I was also able to verify that I wasn't hallucinating - there was a bottle of 30 year old Lagavulin (OB) circulating around this time last year. There were only 12 bottles in state though, and the Master had 2 of them... so that left 10 to talk about.

Like last year's presentation, both the Talikser 30 and this year's Lagavulin 21 appear to have their standard distillery labeling and dressware - I'm not heavily experienced but from memory and limited experience, the Port Ellen bottle appears to be the old distillery label as well. In other words, I didn't really see anything outwardly noticeable to distinguish these as a collection named "Rare Editions" aside from us hearing that they've been designated as such.


----------



## adsantos13 (Oct 10, 2006)

Thanks for the update, Chè. Will have to start looking around.


----------



## Che (Dec 4, 2003)

adsantos13 said:


> Thanks for the update, Chè. Will have to start looking around.

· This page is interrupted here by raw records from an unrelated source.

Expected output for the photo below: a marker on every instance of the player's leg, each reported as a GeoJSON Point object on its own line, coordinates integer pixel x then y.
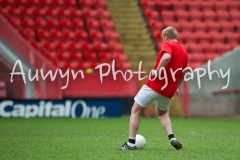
{"type": "Point", "coordinates": [136, 112]}
{"type": "Point", "coordinates": [162, 106]}
{"type": "Point", "coordinates": [142, 100]}
{"type": "Point", "coordinates": [164, 120]}
{"type": "Point", "coordinates": [166, 124]}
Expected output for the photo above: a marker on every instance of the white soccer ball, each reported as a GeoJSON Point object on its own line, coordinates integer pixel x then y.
{"type": "Point", "coordinates": [140, 141]}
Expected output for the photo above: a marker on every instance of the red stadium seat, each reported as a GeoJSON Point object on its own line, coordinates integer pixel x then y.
{"type": "Point", "coordinates": [164, 5]}
{"type": "Point", "coordinates": [119, 57]}
{"type": "Point", "coordinates": [65, 22]}
{"type": "Point", "coordinates": [85, 46]}
{"type": "Point", "coordinates": [27, 22]}
{"type": "Point", "coordinates": [90, 56]}
{"type": "Point", "coordinates": [64, 64]}
{"type": "Point", "coordinates": [207, 5]}
{"type": "Point", "coordinates": [203, 36]}
{"type": "Point", "coordinates": [103, 14]}
{"type": "Point", "coordinates": [195, 65]}
{"type": "Point", "coordinates": [86, 4]}
{"type": "Point", "coordinates": [76, 65]}
{"type": "Point", "coordinates": [68, 34]}
{"type": "Point", "coordinates": [195, 48]}
{"type": "Point", "coordinates": [149, 4]}
{"type": "Point", "coordinates": [233, 5]}
{"type": "Point", "coordinates": [107, 25]}
{"type": "Point", "coordinates": [155, 25]}
{"type": "Point", "coordinates": [213, 26]}
{"type": "Point", "coordinates": [180, 5]}
{"type": "Point", "coordinates": [222, 15]}
{"type": "Point", "coordinates": [115, 46]}
{"type": "Point", "coordinates": [76, 55]}
{"type": "Point", "coordinates": [231, 37]}
{"type": "Point", "coordinates": [151, 14]}
{"type": "Point", "coordinates": [226, 26]}
{"type": "Point", "coordinates": [182, 15]}
{"type": "Point", "coordinates": [63, 55]}
{"type": "Point", "coordinates": [99, 4]}
{"type": "Point", "coordinates": [157, 35]}
{"type": "Point", "coordinates": [222, 47]}
{"type": "Point", "coordinates": [41, 2]}
{"type": "Point", "coordinates": [168, 15]}
{"type": "Point", "coordinates": [96, 35]}
{"type": "Point", "coordinates": [208, 47]}
{"type": "Point", "coordinates": [50, 55]}
{"type": "Point", "coordinates": [100, 46]}
{"type": "Point", "coordinates": [57, 3]}
{"type": "Point", "coordinates": [105, 56]}
{"type": "Point", "coordinates": [217, 36]}
{"type": "Point", "coordinates": [111, 36]}
{"type": "Point", "coordinates": [185, 25]}
{"type": "Point", "coordinates": [199, 26]}
{"type": "Point", "coordinates": [196, 5]}
{"type": "Point", "coordinates": [71, 45]}
{"type": "Point", "coordinates": [10, 10]}
{"type": "Point", "coordinates": [221, 5]}
{"type": "Point", "coordinates": [21, 11]}
{"type": "Point", "coordinates": [195, 15]}
{"type": "Point", "coordinates": [92, 24]}
{"type": "Point", "coordinates": [15, 21]}
{"type": "Point", "coordinates": [72, 3]}
{"type": "Point", "coordinates": [59, 12]}
{"type": "Point", "coordinates": [90, 13]}
{"type": "Point", "coordinates": [77, 23]}
{"type": "Point", "coordinates": [57, 45]}
{"type": "Point", "coordinates": [29, 33]}
{"type": "Point", "coordinates": [53, 22]}
{"type": "Point", "coordinates": [73, 12]}
{"type": "Point", "coordinates": [55, 34]}
{"type": "Point", "coordinates": [81, 34]}
{"type": "Point", "coordinates": [34, 11]}
{"type": "Point", "coordinates": [174, 24]}
{"type": "Point", "coordinates": [236, 25]}
{"type": "Point", "coordinates": [45, 45]}
{"type": "Point", "coordinates": [46, 11]}
{"type": "Point", "coordinates": [234, 15]}
{"type": "Point", "coordinates": [123, 65]}
{"type": "Point", "coordinates": [209, 15]}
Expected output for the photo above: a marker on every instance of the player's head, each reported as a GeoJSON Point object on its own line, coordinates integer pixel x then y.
{"type": "Point", "coordinates": [169, 33]}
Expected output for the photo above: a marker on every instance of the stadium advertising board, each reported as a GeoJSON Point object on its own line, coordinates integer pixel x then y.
{"type": "Point", "coordinates": [60, 108]}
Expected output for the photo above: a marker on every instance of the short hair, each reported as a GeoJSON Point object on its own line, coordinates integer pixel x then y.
{"type": "Point", "coordinates": [171, 32]}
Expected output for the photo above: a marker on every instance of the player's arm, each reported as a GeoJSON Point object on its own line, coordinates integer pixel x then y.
{"type": "Point", "coordinates": [181, 79]}
{"type": "Point", "coordinates": [179, 83]}
{"type": "Point", "coordinates": [163, 63]}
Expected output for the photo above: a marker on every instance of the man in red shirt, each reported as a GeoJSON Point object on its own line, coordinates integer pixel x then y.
{"type": "Point", "coordinates": [163, 83]}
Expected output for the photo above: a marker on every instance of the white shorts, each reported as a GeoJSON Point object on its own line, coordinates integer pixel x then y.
{"type": "Point", "coordinates": [147, 96]}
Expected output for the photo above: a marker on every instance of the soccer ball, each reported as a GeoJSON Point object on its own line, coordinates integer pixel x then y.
{"type": "Point", "coordinates": [140, 141]}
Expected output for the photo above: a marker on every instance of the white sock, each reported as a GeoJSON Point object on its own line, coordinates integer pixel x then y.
{"type": "Point", "coordinates": [172, 139]}
{"type": "Point", "coordinates": [131, 144]}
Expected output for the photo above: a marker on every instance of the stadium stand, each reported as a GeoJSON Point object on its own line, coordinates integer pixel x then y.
{"type": "Point", "coordinates": [59, 29]}
{"type": "Point", "coordinates": [214, 22]}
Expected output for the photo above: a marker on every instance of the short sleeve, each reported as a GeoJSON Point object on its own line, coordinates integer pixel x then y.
{"type": "Point", "coordinates": [166, 48]}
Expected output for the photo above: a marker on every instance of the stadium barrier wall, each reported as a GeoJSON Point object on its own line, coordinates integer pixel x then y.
{"type": "Point", "coordinates": [203, 102]}
{"type": "Point", "coordinates": [74, 108]}
{"type": "Point", "coordinates": [21, 48]}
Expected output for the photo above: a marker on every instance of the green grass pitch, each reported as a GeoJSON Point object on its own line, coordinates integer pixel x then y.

@$300+ per bottle, I'll "have to start looking around" 
...for you!


----------



## adsantos13 (Oct 10, 2006)

Chè;1242459 said:


> @$300+ per bottle, I'll "have to start looking around"
> ...for you!


Well, I think a friend and I might go halves on this one. Otherwise, I probably cant afford it at this time...


----------



## sptcigars (Oct 23, 2007)

We were taught that only bad things happen to Scotch after its bottled including the drinking [/quote]

So are you saying that if I buy a bottle of 12+ yr old scotch and dont open it for like a year, it will be declined in some way, shape or form. I hope that's not what you're saying. maybe 70+dollars is pocket change to some for a bottle of spirit but if I spend 70 or more dollars on bottle of scotch, you can bet you ass its not getting opened right away. Not only that but when I do open it, its not going to be my weekend spirit. More like holidays or special occasions.


----------



## CSmith (Sep 29, 2007)

Does anyone know if/when this will show up in Ohio stores, or if it is already available in SE Michigan? The few shops near me haven't even heard of the stuff yet.


----------



## SUOrangeGuy (Feb 22, 2006)

sptcigars said:


> So are you saying that if I buy a bottle of 12+ yr old scotch and dont open it for like a year, it will be declined in some way, shape or form. I hope that's not what you're saying. maybe 70+dollars is pocket change to some for a bottle of spirit but if I spend 70 or more dollars on bottle of scotch, you can bet you ass its not getting opened right away. Not only that but when I do open it, its not going to be my weekend spirit. More like holidays or special occasions.


What I meant was that the Scotch doesn't improve in the bottle. If you keep the bottle out of bright light and the seal tight its good indefinitely.


----------